By the later half of the 1800’s science fiction was on its
own trajectory and the most notable writer in the genre was Jules Verne who wrote Journey to the Center of the Earth(1864), 20,000 Leagues Under the Sea(1870) and his most popular book Around the World in Eighty Days(1873). Oddly, and I really mean odd, the central character in Verne’s book about traveling around the world, Phineas Fogg, is thought to be based on a real guy who in 1870 went around the world in exactly 80 days. Then in 1890, he did it a second time in only 67 days beginning and ending in Tacoma. His name was George Francis Train and in all likelihood he was crazy for at least most of his life. He ran for president in 1872 and after losing legally stood for the self invented office of dictator of the United States, which he also apparently did not win. He would not shake hands with anyone but himself due to the loss of inner electricity, lived on a diet of fruit and chocolate and for one extended period of his life he spoke only to people beneath the age of adulthood. He is also largely credited with giving Tacoma the moto “City of Destiny.

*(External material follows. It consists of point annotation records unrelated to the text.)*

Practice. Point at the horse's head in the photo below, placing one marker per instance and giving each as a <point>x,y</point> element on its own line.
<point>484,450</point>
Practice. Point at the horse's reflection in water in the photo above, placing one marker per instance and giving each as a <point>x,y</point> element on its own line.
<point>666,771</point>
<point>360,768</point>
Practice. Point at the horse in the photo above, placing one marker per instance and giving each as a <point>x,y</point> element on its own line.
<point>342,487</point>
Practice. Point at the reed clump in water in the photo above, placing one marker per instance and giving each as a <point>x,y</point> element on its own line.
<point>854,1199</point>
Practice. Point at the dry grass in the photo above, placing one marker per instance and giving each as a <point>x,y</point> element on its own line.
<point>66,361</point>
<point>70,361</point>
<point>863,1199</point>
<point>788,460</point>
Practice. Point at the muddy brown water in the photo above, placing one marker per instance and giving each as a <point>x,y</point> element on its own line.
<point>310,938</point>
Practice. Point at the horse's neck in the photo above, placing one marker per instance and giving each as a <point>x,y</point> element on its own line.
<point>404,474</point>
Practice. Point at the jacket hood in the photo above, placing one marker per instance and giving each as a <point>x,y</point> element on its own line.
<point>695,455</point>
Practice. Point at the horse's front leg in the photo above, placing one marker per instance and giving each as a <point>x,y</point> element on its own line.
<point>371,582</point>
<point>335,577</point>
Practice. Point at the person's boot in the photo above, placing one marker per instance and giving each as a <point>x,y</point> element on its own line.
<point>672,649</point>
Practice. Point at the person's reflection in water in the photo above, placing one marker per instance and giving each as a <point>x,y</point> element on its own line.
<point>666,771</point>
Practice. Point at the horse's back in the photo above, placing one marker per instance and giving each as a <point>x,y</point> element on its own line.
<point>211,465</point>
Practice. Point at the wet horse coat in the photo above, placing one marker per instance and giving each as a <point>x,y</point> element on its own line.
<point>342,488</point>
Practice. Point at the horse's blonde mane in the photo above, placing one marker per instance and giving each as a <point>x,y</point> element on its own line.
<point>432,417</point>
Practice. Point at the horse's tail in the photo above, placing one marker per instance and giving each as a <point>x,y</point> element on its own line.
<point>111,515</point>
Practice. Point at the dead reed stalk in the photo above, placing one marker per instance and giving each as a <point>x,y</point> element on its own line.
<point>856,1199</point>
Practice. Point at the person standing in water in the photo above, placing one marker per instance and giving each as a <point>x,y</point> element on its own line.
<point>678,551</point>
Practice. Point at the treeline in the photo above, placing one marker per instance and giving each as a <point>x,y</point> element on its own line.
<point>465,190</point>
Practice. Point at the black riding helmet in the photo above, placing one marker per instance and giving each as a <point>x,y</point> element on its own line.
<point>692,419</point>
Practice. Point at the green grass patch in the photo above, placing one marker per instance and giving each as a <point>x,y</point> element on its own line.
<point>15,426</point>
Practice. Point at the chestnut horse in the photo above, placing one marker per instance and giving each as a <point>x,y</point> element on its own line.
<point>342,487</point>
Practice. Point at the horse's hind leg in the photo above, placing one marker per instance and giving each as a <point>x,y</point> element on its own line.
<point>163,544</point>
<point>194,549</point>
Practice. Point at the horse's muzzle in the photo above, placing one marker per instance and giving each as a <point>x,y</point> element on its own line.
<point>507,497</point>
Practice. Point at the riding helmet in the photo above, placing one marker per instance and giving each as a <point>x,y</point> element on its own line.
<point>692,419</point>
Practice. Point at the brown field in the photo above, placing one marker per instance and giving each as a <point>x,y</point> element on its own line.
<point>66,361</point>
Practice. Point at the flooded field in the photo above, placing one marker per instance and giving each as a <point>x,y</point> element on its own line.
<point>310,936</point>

But not all of the fictionalizing of the Pacific Northwest was done by writers. In the days before photography, painters and illustrators were sometimes prone to exaggeration if not complete fiction. In the same way the railroads promoted George Train’s publicity stunt, they also commissioned artists to romanticize the scenery and marvels of the far west. Exocticism and even a visual sense of other-worldliness was part of the dreamy aesthetic and lure.
Artists like Thomas Moran and particularly Albert Bierstadt painted monumental portraits of landscapes that can only be termed science fiction. They interpreted the Pacific Northwest’s natural world in supernatural, almost psychedelic terms creating worlds of pure imagination. The most fantastic game worlds, sci fi magazine covers and movie sets today barely compete with the luminous phantasms created by Bierstadt and other railroad era painters. For people who had never been to the Northwest and only seen it through the eyes of the artists, people living in Tacoma and the Puget Sound region were like spacemen on another planet.
And then there is the 20th Century, where science fiction gets more cinematic and suspicious and the Pacific Northwest gets more familiar and tame. But then comes June 27, 1947 and a former military pilot, Kenneth Arnold flying his small private plane in the airspace between Tacoma and Mt. Rainier. According to his story he was passed by a tight group of very fast moving silver objects traveling at about 1200 miles per hour. It was a fantastic story he was more than happy to repeat-more than 800 times in just a few days for the press-and each time he referred to the flying objects as saucers. In the popular paranoia of post war America “Flying Saucers” were coming and science fiction was back again in the Northwest. Maybe it never left.
Maybe the fantastic becomes normal when you live with it every day and maybe science fiction is just part of our history.
There is no real ending. It’s just the place where you stop the story.”